Fear Street Part Two: 1978 is All Connective Tissue
Fear Street 2: 1978 makes you wonder if Leigh Janiak and Netflix knew what they were doing. The streamer-turned-studio advertised the Fear Street trilogy aggressively, including the year-specific titles, inevitably piquing curiosity in the mechanics of the reverse chronology. The first: 1994. The second: 1978. And the third: 1666. After the uneven but intriguing first entry, we know that the quasi-titular “witch” Sarah Fier was persecuted in 1666. But why 1978? That question is asked and answered all before 1978 even begins, leaving us with a lifeless follow-up made up of little more than connective tissue.
This is Episode 3 of Fear Street: The Miniseries. At the end of 1994, the transition emerges both abruptly and seamlessly. “C. Berman” is the last known person to survive the ire of Sarah Fier, and as our present-day heroes connect with an older, wiser Berman, we leap backwards in time to witness her own harrowing experience with the Shadyside curse. It’s the type of flashback that can sustain an hour of television midway through a series - one where we know how it begins and how it ends, but the bits and pieces along the way can make for a compelling, tragic, and even beautiful tie-in to the broader story. And 1978 does exactly that...for about an hour. And then it continues for another hour, painstakingly checking every box and hitting each obligatory plot point that had been sketched out for it by its predecessor.

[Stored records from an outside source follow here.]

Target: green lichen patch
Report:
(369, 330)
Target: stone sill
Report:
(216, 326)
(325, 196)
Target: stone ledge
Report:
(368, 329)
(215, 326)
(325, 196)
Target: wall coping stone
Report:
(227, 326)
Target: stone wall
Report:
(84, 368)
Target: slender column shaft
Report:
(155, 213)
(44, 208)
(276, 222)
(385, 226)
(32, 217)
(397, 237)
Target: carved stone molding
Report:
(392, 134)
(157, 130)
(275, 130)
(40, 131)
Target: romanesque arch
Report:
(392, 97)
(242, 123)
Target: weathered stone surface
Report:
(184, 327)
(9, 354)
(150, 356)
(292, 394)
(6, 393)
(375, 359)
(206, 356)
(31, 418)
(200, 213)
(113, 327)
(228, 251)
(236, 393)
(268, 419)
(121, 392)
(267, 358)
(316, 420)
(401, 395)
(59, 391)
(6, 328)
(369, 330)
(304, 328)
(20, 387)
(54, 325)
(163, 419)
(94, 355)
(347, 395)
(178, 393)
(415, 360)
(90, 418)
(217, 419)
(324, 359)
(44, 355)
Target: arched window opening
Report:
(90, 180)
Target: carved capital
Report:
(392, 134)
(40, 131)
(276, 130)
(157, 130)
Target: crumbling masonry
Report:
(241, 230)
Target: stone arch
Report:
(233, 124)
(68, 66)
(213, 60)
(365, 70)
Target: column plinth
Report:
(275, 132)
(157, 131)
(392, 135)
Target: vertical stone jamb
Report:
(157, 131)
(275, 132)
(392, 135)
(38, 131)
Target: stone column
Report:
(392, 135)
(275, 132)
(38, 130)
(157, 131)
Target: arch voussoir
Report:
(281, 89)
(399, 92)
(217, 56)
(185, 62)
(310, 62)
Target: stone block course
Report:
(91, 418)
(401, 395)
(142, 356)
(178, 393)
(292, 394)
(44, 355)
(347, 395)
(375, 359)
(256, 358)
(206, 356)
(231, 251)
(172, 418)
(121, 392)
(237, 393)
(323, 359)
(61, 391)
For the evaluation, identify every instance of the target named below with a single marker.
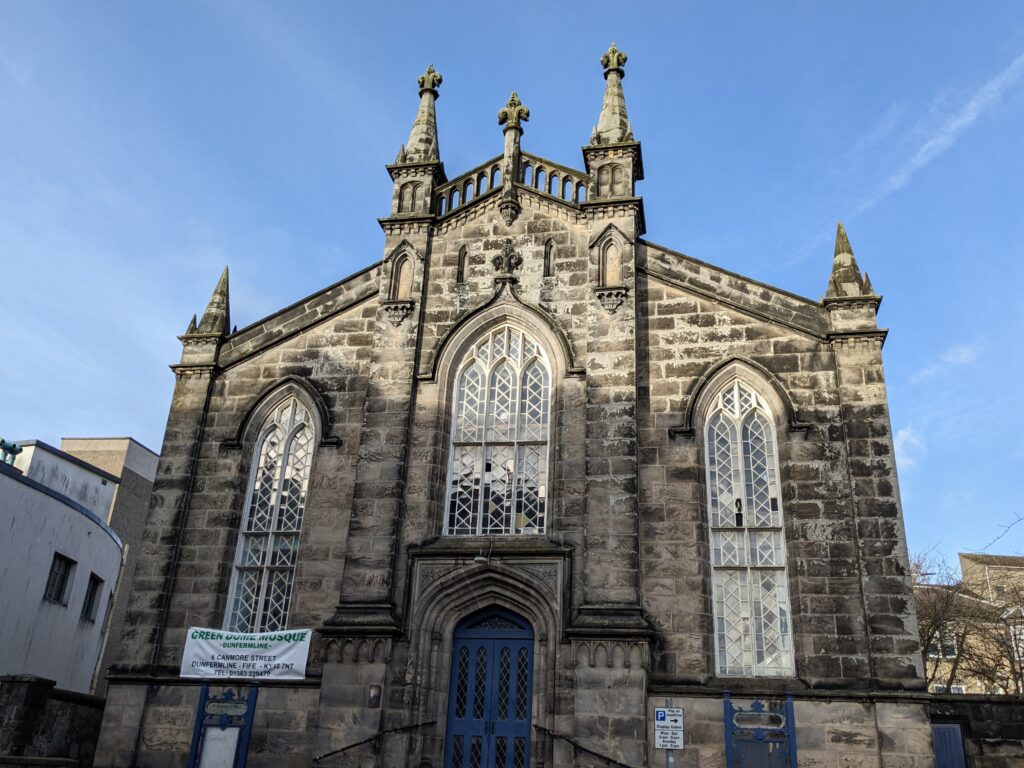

And what 1994 added in flair, 1978 is severely lacking. The former pulses with an unpredictable energy - specifically in its gutsy, often spontaneous death moments - while its follow-up is brimming with the energy of a high school senior going through the motions, just doing what’s required to get to the finish line. 1978 consists mostly of uninspired axe-kills, villainizing the same character over and over in a strange effort to protect the innocence and nuance of its core series regulars. It doubles down on the first installment’s needle drop nostalgia, including one ill-advised retread of a Neil Diamond track that’s a decade too early and was all-too recently used with better precision in 2019’s Once Upon a Time... In Hollywood. And in case you didn’t catch the first re-cast, 1978 brings back yet another Stranger Things star, this time in a central role.
For all that, it’s the substance in 1978 that let me down most. Focused as it is on pushing the series forward, the second film largely ignores the ripest dramatic fruit from 1994: what does it mean to grow up in a community that’s given up on you? Where 1994 mines meaningful relationships from this shared experience, especially through juxtaposition of Shadysiders and Sunnyvalers, 1978 tries to encapsulate the entire dynamic in a neat summer camp competition-as-parable. It doesn’t work as dramatic fiction and it doesn’t work as Dickensian fable. This is no Tale of Two Camp-Sites.
And yet here we are. 1978 ultimately places the series above itself, bringing the drama back to the present day, and perfectly teeing up its finale. Like the dutiful third episode it is, this transition perfectly sets up the two-part finale. Onwards we go.